Gold Makes the Big Break Down But Faces Another Support Level Now
Skerdian Meta • 1 min read
GOLD has been trading sideways in the last two months. It used to be really bullish during summer as the trade war escalated and the global economy weakened further, which turned the attention towards safe havens. But, the sentiment improved after summer and the demand for safe havens declined.
So, Gold has been trading sideways since mid September and it has formed a range on the H4 chart. The 200 SMA (purple) was defining the bottom of range and this moving average was pushing the lows higher, as it was moving higher. On Tuesday, the 200 SMA provided support once again as Gold turned bearish, but that moving average was eventually broken yesterday.
The top of the range has been at $1,518, although the 100 SMA (red) has also acted as resistance for some time. Last week we saw gold bounce off the 200 SMA and surge higher, as the FED remained dovish after cutting interest rates for the third time in a row.

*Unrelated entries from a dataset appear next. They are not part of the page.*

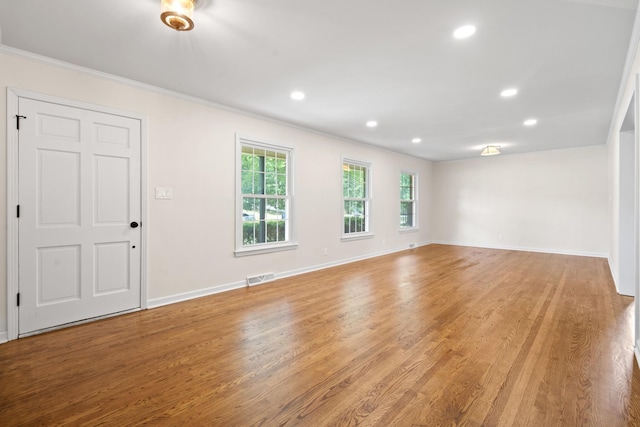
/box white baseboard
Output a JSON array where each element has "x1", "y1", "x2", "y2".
[
  {"x1": 607, "y1": 257, "x2": 620, "y2": 293},
  {"x1": 147, "y1": 280, "x2": 247, "y2": 308},
  {"x1": 147, "y1": 243, "x2": 430, "y2": 308},
  {"x1": 431, "y1": 240, "x2": 608, "y2": 258}
]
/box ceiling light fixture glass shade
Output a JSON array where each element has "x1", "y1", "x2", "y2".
[
  {"x1": 453, "y1": 25, "x2": 476, "y2": 39},
  {"x1": 480, "y1": 145, "x2": 500, "y2": 156},
  {"x1": 160, "y1": 0, "x2": 196, "y2": 31}
]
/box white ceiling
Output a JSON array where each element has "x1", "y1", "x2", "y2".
[{"x1": 0, "y1": 0, "x2": 637, "y2": 161}]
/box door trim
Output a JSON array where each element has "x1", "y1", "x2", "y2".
[{"x1": 7, "y1": 87, "x2": 148, "y2": 341}]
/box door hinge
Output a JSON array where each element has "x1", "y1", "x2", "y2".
[{"x1": 16, "y1": 114, "x2": 27, "y2": 130}]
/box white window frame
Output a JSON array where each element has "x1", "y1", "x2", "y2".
[
  {"x1": 340, "y1": 157, "x2": 374, "y2": 241},
  {"x1": 398, "y1": 170, "x2": 419, "y2": 233},
  {"x1": 234, "y1": 135, "x2": 298, "y2": 257}
]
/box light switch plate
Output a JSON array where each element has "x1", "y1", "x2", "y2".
[{"x1": 156, "y1": 187, "x2": 173, "y2": 200}]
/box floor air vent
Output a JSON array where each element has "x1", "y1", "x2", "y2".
[{"x1": 247, "y1": 273, "x2": 276, "y2": 286}]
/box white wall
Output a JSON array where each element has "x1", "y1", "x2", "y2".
[
  {"x1": 0, "y1": 49, "x2": 432, "y2": 338},
  {"x1": 607, "y1": 8, "x2": 640, "y2": 364},
  {"x1": 432, "y1": 146, "x2": 609, "y2": 257}
]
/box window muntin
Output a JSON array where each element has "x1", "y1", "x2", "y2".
[
  {"x1": 342, "y1": 159, "x2": 371, "y2": 235},
  {"x1": 239, "y1": 140, "x2": 291, "y2": 249},
  {"x1": 400, "y1": 172, "x2": 417, "y2": 229}
]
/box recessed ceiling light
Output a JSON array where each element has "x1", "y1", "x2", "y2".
[
  {"x1": 453, "y1": 25, "x2": 476, "y2": 39},
  {"x1": 480, "y1": 145, "x2": 501, "y2": 156}
]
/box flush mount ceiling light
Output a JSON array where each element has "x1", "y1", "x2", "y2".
[
  {"x1": 500, "y1": 88, "x2": 518, "y2": 98},
  {"x1": 480, "y1": 145, "x2": 500, "y2": 156},
  {"x1": 453, "y1": 25, "x2": 476, "y2": 39},
  {"x1": 160, "y1": 0, "x2": 197, "y2": 31}
]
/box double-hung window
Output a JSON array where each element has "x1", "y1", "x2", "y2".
[
  {"x1": 236, "y1": 138, "x2": 295, "y2": 255},
  {"x1": 342, "y1": 159, "x2": 371, "y2": 237},
  {"x1": 400, "y1": 172, "x2": 418, "y2": 229}
]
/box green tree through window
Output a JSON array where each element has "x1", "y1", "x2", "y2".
[
  {"x1": 240, "y1": 144, "x2": 289, "y2": 246},
  {"x1": 342, "y1": 160, "x2": 369, "y2": 234},
  {"x1": 400, "y1": 173, "x2": 416, "y2": 228}
]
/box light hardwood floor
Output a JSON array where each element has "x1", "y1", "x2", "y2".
[{"x1": 0, "y1": 245, "x2": 640, "y2": 427}]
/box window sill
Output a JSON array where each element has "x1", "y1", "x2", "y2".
[
  {"x1": 340, "y1": 233, "x2": 375, "y2": 242},
  {"x1": 234, "y1": 243, "x2": 298, "y2": 257},
  {"x1": 398, "y1": 227, "x2": 420, "y2": 234}
]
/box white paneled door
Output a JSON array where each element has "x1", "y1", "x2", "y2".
[{"x1": 18, "y1": 98, "x2": 141, "y2": 335}]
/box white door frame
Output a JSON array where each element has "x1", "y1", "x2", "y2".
[{"x1": 7, "y1": 87, "x2": 148, "y2": 341}]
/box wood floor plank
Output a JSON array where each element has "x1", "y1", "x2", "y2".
[{"x1": 0, "y1": 245, "x2": 640, "y2": 427}]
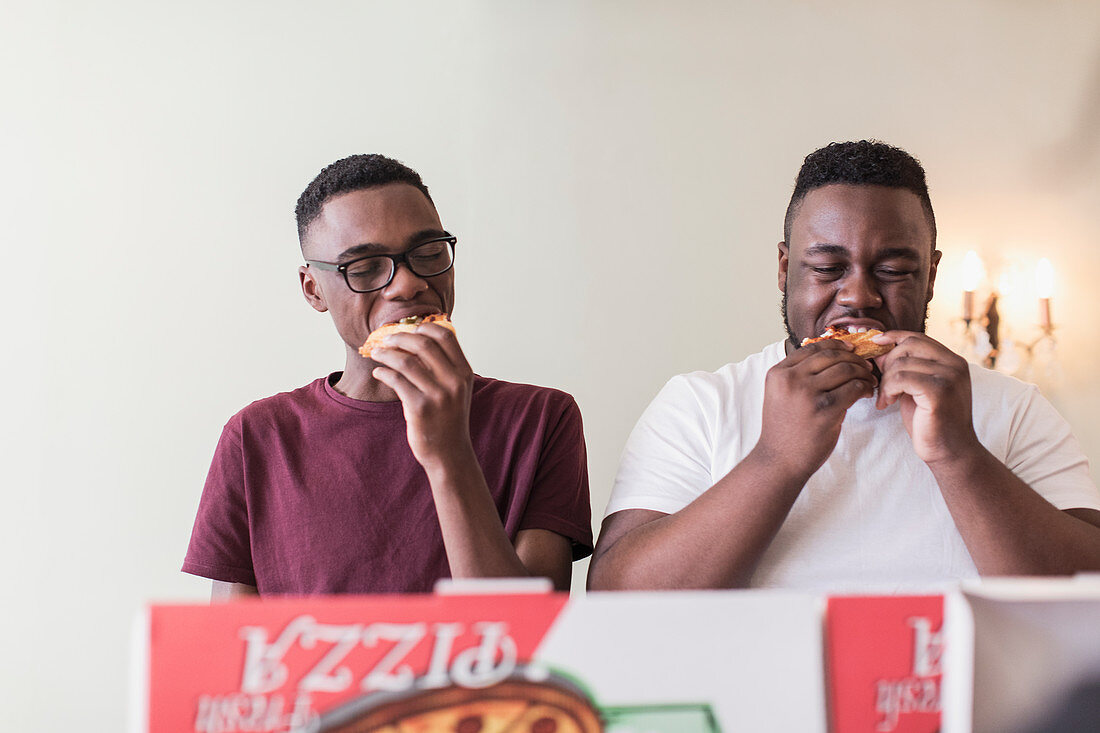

But, the resistance level held once again and this week, the sentiment reversed in financial markets. The improvement in US ISM non-manufacturing improved the sentiment for the USD and the Buck has turned bullish this week. Gold turned bearish and the 200 SMA was finally broken, but the support at $1,460 held for Gold. We saw a bounce off this level yesterday, but the price is coming back down today and the support seems in danger as well now. So, Gold is pretty bearish now and we will try to pick a spot to sell when it retraces higher.